Bud wrote extensively on the hobby he loved so much. His first book was Anthopology 101 (2010), an affectionate look back at the classic SF anthologies that helped define the genre. It was quickly followed by The Joy of Booking (2011) and Past Masters, & Other Bookish Natterings (2013). All three were collections of his earlier columns.
In 2007, SFWA made Bud their Estates Liaison, in charge of their ongoing project to make it easier for publishers to track down the agents for dead SF and fantasy writers. He was a tireless spokesman for the project, and in fact did such a marvelous job that he was given the Service to SFWA Award at the Nebula Awards banquet in 2012.
Getting ready for a more-or-less local convention the past week, and was going through my book stock to both add and cull. I had long since pulled titles by James P. Hogan (because he was a Holocaust denier), and was considering doing the same for the MZBradley books.
So, where do I get off refusing to sell these books, huh? Ain’t there a First Amendment or something like that?
I then recalled a convention more than 40 years ago where I had offered a stack of John Norman’s Gor books for auction, and one of the heaviest bidders was a group of feminist fans who planned, if they won, to burn the books publicly. They didn’t, but I had very mixed feelings — on one side of the coin, my job is to sell the things, not censor them or worry about what happens to them after money changes hands; on the other side, the idea of my providing book-burners (literal) fuel was and is abhorrent.
So, would this make a good blog entry for BG? Let me know what you think.
Of course, I loved the idea.
Alas, it was not to be. Bud’s health quickly worsened; by April, he was sending out updates from his oncologist. There were ups and downs, victories and setbacks… but through it all, a gradual decline. Earlier this year, on his Facebook Fan Page, Bud quietly announced that he was entering hospice care.

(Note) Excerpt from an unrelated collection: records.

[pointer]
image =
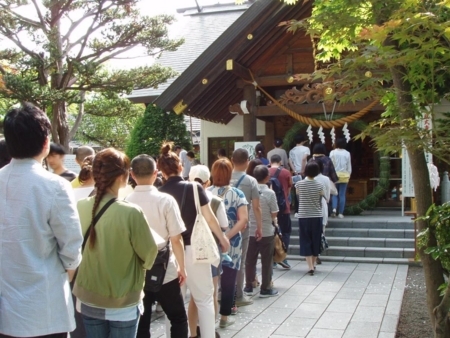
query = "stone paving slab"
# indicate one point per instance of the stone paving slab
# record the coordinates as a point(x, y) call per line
point(342, 300)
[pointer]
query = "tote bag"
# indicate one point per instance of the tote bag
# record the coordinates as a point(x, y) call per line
point(204, 247)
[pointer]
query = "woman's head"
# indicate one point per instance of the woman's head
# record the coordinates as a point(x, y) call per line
point(221, 172)
point(86, 169)
point(319, 149)
point(109, 166)
point(312, 169)
point(168, 162)
point(260, 150)
point(251, 166)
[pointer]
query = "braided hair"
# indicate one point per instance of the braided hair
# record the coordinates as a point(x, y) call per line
point(108, 165)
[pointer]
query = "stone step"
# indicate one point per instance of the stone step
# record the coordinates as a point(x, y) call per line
point(365, 242)
point(375, 260)
point(349, 251)
point(362, 232)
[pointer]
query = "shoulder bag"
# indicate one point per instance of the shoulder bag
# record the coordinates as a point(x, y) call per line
point(154, 277)
point(204, 248)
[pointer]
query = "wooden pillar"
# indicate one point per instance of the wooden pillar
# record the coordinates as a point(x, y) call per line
point(250, 119)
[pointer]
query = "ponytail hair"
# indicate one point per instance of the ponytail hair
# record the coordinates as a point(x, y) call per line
point(108, 165)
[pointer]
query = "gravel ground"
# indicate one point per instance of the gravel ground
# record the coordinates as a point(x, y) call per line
point(414, 320)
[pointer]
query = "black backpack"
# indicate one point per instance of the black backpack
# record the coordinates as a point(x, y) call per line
point(276, 186)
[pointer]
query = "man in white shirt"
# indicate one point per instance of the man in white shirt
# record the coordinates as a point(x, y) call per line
point(163, 216)
point(40, 234)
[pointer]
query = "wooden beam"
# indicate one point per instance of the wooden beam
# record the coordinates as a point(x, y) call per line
point(316, 108)
point(239, 70)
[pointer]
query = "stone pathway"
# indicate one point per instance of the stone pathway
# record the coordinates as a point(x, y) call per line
point(347, 300)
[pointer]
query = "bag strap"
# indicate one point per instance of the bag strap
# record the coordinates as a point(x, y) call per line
point(240, 180)
point(183, 199)
point(96, 218)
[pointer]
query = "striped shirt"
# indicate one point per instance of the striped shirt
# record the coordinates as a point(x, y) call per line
point(309, 194)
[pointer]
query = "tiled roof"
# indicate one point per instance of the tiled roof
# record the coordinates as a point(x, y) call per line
point(200, 30)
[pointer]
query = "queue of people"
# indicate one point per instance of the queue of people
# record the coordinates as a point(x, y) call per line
point(55, 232)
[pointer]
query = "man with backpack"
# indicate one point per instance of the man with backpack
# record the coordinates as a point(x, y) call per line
point(281, 180)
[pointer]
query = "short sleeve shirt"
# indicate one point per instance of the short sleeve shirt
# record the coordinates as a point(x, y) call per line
point(233, 199)
point(175, 186)
point(163, 216)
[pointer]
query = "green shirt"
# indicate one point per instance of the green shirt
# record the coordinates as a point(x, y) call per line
point(111, 274)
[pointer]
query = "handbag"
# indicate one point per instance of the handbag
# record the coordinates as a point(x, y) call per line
point(279, 249)
point(343, 176)
point(204, 247)
point(155, 276)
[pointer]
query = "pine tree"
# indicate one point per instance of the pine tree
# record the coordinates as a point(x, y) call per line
point(155, 127)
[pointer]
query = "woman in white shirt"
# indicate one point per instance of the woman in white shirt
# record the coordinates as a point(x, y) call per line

Bud was born in Roanoke, Virginia, in 1952. He graduated from Hermitage High School in Richmond, Virginia in 1970, and studied music at Virginia Commonwealth University, majoring in composition. His first published short story was “The Rabbi’s Tale” in Drums Around the Fire (White Wolf, 1993); his most popular series were the four Bubba Pritchert stories that appeared in Analog, starting with “Bubba Pritchert and the Space Aliens” (July, 1994)
What I Do and Why I Do It
When I was Jung
What I Do It With
Spreading the Word (or, “Book ’em, Bud-O”)
The Joy of Booking
Estate Your Business, Please
A Galaxy of Stars
It’s Not NPR’s Fault (No, Really)
So, What the Hell Am I, Anyway?
Talk to Any Squids Lately? In Space, I Mean?
Selling Your Books Ain’t as Easy as it Looks
Bud passed away earlier this morning. He is survived by his wife Mary Horton. He was 63 years old.